Being adopted into God’s family gave me brothers, sisters, and even a Father. I was a child thrilled by the idea of being loved. At age nine, I was baptized, and I was so happy to have made a public announcement of my dedication to Christ, but life was still rocky back at home. I was a creative child, I loved to sketch family portraits (stick figures, really), I loved to write, I wanted to dance and I loved to sing, (still do!), and my family portraits always depicted a happy family, but at the age of nine, my mom, sister and I were living in an extended-stay hotel. My sketches went from a picture of a happy family of four to a happy family of three; my dad was even more absent than before. We lived in that hotel for a few years and I picked up habits I didn’t even know about yet.

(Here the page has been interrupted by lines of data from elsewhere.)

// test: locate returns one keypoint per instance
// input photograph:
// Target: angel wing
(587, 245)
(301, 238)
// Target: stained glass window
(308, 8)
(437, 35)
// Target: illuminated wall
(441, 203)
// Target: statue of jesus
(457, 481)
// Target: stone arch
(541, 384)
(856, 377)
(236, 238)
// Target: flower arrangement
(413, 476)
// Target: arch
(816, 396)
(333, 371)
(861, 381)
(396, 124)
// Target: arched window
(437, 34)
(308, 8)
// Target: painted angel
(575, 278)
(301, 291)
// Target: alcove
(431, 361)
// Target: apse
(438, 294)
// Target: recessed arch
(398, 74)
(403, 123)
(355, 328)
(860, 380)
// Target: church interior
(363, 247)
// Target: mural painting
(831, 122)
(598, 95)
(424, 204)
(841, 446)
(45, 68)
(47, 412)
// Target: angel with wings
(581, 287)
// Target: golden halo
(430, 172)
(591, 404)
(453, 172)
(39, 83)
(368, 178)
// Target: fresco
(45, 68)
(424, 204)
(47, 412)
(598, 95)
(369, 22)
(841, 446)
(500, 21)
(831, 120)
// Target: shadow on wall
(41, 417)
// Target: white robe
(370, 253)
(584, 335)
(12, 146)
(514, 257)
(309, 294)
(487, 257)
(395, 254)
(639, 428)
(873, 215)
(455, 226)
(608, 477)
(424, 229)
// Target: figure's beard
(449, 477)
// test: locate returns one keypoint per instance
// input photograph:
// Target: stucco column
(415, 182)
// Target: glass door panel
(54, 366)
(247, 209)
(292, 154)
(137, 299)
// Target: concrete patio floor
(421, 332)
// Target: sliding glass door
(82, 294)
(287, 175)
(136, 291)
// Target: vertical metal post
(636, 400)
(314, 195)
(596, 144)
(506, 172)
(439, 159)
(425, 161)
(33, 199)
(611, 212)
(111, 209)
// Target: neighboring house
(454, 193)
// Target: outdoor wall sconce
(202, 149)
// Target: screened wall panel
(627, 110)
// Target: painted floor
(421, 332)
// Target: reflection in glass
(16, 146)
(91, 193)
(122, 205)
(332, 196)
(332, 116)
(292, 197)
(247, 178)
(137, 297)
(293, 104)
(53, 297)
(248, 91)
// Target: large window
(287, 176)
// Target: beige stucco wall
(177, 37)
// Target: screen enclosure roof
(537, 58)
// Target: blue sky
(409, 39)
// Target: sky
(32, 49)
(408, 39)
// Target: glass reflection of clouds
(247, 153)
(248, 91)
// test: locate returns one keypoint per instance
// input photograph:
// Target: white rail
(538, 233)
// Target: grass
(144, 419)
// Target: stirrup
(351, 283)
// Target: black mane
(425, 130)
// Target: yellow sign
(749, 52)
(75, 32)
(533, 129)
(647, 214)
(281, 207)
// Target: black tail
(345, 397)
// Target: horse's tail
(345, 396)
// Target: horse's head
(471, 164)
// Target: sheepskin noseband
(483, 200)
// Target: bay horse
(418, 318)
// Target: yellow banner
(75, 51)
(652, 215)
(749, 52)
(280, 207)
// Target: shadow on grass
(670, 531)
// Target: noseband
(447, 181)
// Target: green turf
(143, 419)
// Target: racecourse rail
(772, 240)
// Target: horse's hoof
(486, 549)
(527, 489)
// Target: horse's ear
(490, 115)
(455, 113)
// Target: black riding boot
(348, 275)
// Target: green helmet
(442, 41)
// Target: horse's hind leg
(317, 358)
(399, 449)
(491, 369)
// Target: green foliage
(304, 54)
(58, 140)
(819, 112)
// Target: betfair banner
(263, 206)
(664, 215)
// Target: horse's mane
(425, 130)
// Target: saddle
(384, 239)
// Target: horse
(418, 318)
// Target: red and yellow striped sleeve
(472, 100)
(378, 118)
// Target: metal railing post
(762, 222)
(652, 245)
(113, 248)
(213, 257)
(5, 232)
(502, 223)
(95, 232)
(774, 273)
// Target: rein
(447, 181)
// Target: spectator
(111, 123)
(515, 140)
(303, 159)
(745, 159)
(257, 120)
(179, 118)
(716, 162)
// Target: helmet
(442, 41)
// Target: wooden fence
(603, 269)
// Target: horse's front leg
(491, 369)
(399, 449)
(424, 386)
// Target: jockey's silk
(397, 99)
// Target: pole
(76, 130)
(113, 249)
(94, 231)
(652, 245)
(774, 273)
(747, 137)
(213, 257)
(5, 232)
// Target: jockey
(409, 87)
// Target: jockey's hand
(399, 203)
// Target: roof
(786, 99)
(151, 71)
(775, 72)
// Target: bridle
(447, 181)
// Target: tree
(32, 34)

The trauma of having an unstable childhood started slowly seeping in through the years and by the time I was 13 it had manifested itself in the form of depression, anxiety, low self-esteem and I was struggling in certain subjects in class. I had fallen so low, but looked like I was so high. I had made the Varsity cheer team, I was living in the suburbs and I seemed like I was so smart, but behind the scenes I was a wreck and so, so far from God in my heart. Did I love Him? Yes. Did I trust Him? No, no I did not trust that God was crazy about me. I did not trust that He would provide for me. I did not trust that God loved me. I thought that I was always the one giving out love and never getting it back and it made me so lonely and bitter. I wanted to be loved and the spirit of rejection was overwhelming, following me everywhere. I was caught up in darkness, dark music, dark thoughts, and my desire for friends to accept me lead me to a bad connection. I met a “friend” who was anything but. She came in the guise of friendship, sowing seeds that said “You know, I’m the only one who loves you. Besides, who else would want you? You can’t even love yourself.” And I believed her.
One day, when I was 14 my family and I had a sort of intervention. I was crying, my mother was crying, my sister was crying, but to heal— we had to first acknowledge that there were wounds. The road to recovery was long and short all at the same time, but to know that Jesus never left was all I needed. My family looked after me as we all look out for each other now. “And though a man might prevail against one who is alone, two will withstand— a threefold cord is not quickly broken.” Ecclesiastes 4:12
Bad company corrupted my good morals, but a lot of my bad company came in the form of negative thoughts that overrode and poisoned the good ones. I still have my days, lonely days, but in the midst of those days I know that I am Loved by Love. When you think you haven’t done enough, look at where you’ve come from! I used to be wrapped up in needing people to want me, but I trust that God will bring me who I need when I need them and that is enough. I have been adopted into a loving, imperfect family of brothers and sisters in Christ, and though it can be difficult, I wouldn’t have it any other way. I’ve come a long way from darkness to light and I have big hopes for the future— To be a speaker, a teacher, a mentor, a worship leader, a writer, but more importantly, I want to be a friend, a voice for the voiceless, and relentless in my pursuit to love like Jesus does.